JAKARTA - L'ambassadeur d'Israël a critiqué la décision des Nations unies (ONU) d'inscrire son pays sur la liste noire des pays qui commettent des violences sexuelles dans les zones de conflit.
Dans sa condamnation sur les médias sociaux, X, l'ambassadeur d'Israël auprès des Nations unies, Danny Danon a écrit : « Les Nations unies ont ajouté Israël à la liste noire de la violence sexuelle dans les zones de conflit, avec les organisations terroristes les plus brutales du monde - le Hamas et l'État islamique ».
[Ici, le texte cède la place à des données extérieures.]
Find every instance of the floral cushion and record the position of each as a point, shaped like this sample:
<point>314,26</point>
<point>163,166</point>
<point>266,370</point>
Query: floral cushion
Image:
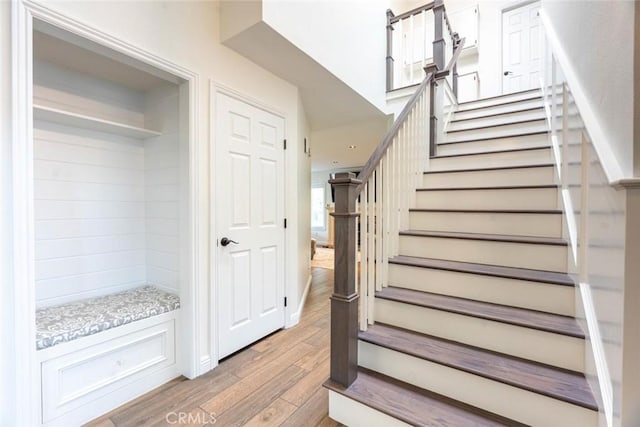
<point>62,323</point>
« C’est une décision politique ! En dépit des faits et des réalités ! Israël a soumis des preuves, des documents et des réponses détaillées à chaque allégation », a-t-il écrit, cité par The Jewish Chronicle (28/5).
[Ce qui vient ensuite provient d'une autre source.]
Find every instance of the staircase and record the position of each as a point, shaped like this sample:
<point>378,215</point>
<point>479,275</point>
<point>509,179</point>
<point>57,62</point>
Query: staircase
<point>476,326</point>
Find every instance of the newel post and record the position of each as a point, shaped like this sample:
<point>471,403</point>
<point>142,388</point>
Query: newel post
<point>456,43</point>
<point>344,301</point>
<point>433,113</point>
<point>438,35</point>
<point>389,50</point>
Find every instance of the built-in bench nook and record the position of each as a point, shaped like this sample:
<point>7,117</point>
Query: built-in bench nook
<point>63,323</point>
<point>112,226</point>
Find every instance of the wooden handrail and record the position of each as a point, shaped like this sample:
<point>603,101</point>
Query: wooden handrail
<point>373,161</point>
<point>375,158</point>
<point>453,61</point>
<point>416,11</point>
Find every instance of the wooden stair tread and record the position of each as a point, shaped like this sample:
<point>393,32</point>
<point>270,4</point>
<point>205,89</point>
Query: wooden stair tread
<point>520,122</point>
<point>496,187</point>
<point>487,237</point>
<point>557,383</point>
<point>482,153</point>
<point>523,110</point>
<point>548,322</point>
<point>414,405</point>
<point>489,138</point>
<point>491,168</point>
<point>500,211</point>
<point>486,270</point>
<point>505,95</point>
« Nous avons invité des représentants des Nations unies à venir sur le terrain et à vérifier tout de près, et bien sûr, ils ont choisi de ne pas le faire », a-t-il poursuivi.
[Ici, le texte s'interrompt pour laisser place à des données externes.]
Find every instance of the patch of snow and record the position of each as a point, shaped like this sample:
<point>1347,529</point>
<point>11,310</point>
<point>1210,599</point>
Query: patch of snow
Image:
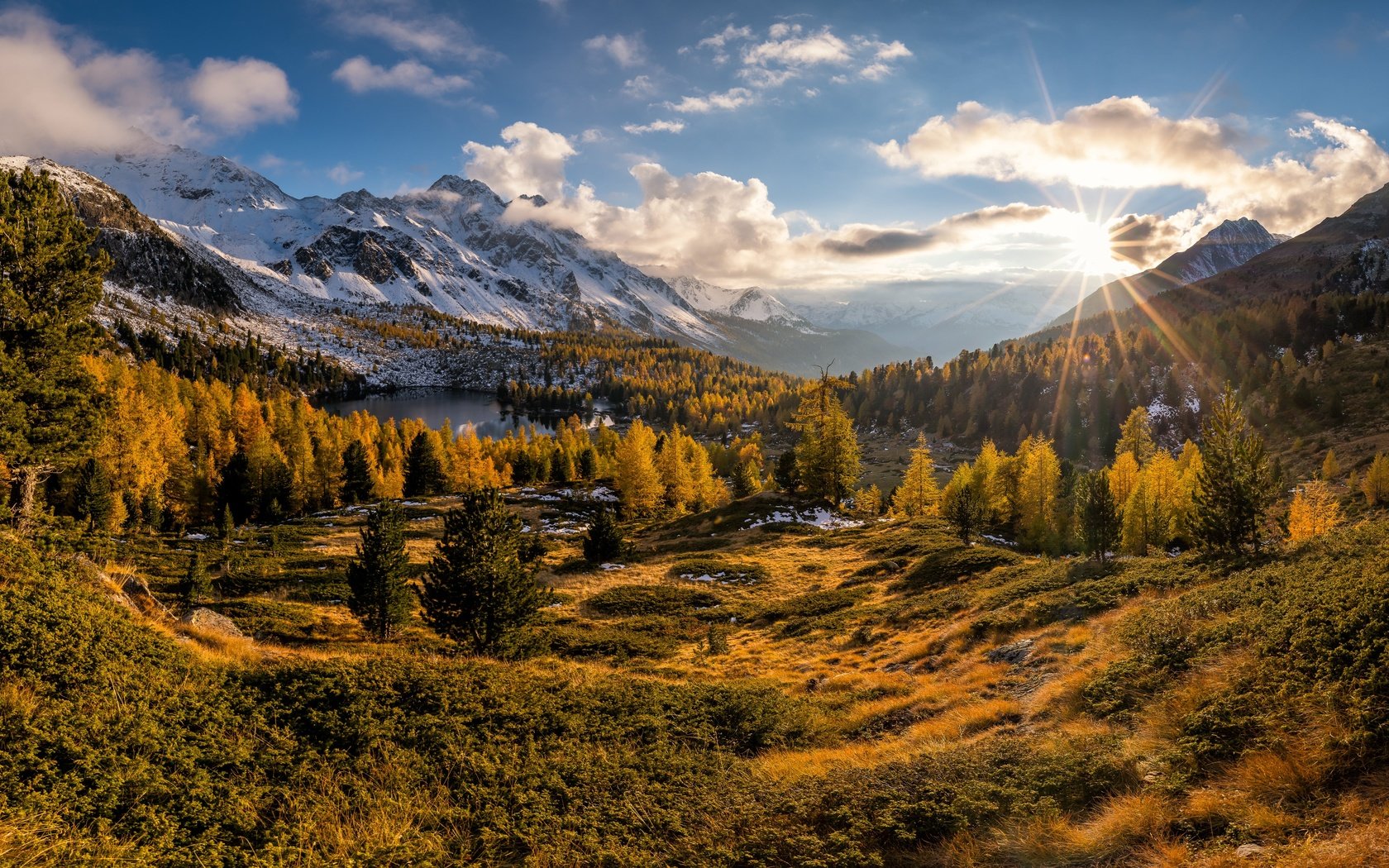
<point>819,517</point>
« Lorsque les faits ne correspondent pas à la narration, à l'ONU, ils ne changent que la narration », a-t-il ajouté.
Comme l’avait rapporté précédemment le Monde, l’ONU a ajouté une entité israélienne à la liste noire des pays qui commettent des violences sexuelles dans les zones de conflit, une liste qui comprend le Hamas et d’autres groupes.
Le Service pénitentiaire israélien (IPS) sera inscrit sur la liste en 2026, de même que d’autres autorités israéliennes qui ont rejoint le cadre de surveillance pour une éventuelle inscription à l’avenir, rapporte The Jerusalem Post, qui en est le seul à avoir eu connaissance.
Cette évolution fait suite à un rapport de la représentante du Secrétaire général des Nations unies pour la violence sexuelle dans les conflits, Pramila Patten, qui a établi qu'il y avait des raisons plausibles pour le Hamas d'avoir commis des actes de viol et de violence sexuelle pendant le massacre du 7 octobre et pendant la prise d'otages à Gaza.
Israël a affirmé qu'après l'inclusion du Hamas, une pression importante avait été exercée sur le secrétaire général de l'ONU pour inclure Israël dans la liste.
Citée par Middle East Eye, la liste noire fait partie de l’annexe du rapport annuel du Secrétaire général des Nations unies sur la violence sexuelle liée aux conflits (CRSV).
La liste identifie les parties présumées avoir commis de manière crédible des actes de viols ou d'autres formes de violence sexuelle pendant le conflit armé.
Les rapports annuels sont généralement publiés en août, et les parties inscrites restent généralement au moins un an.
Un total de 63 acteurs étatiques et non étatiques figurent sur la liste de 2025, y compris le Hamas.
Des organisations de défense des droits de l'homme et des médias ont documenté des centaines de témoignages de la bande de Gaza, de la Rive occidentale et dans les prisons israéliennes, qui décrivent les tortures et les agressions sexuelles subies par les Palestiniens pendant leur arrestation, leur interrogatoire et leur détention, comme l'a rapporté WAFA.
L'armée israélienne et les gardiens de prison sont accusés de divers abus contre des prisonniers palestiniens depuis octobre 2023, y compris de viols, de tortures, de privations de nourriture et de traitements dégradants.
Au moins 100 prisonniers auraient perdu la vie en détention dans ces conditions, presque la moitié ayant succombé en détention militaire et le reste dans des installations gérées par l'IPS.
Des dizaines de témoignages de détenus libérés ont détaillé les mauvais traitements présumés en détention israélienne.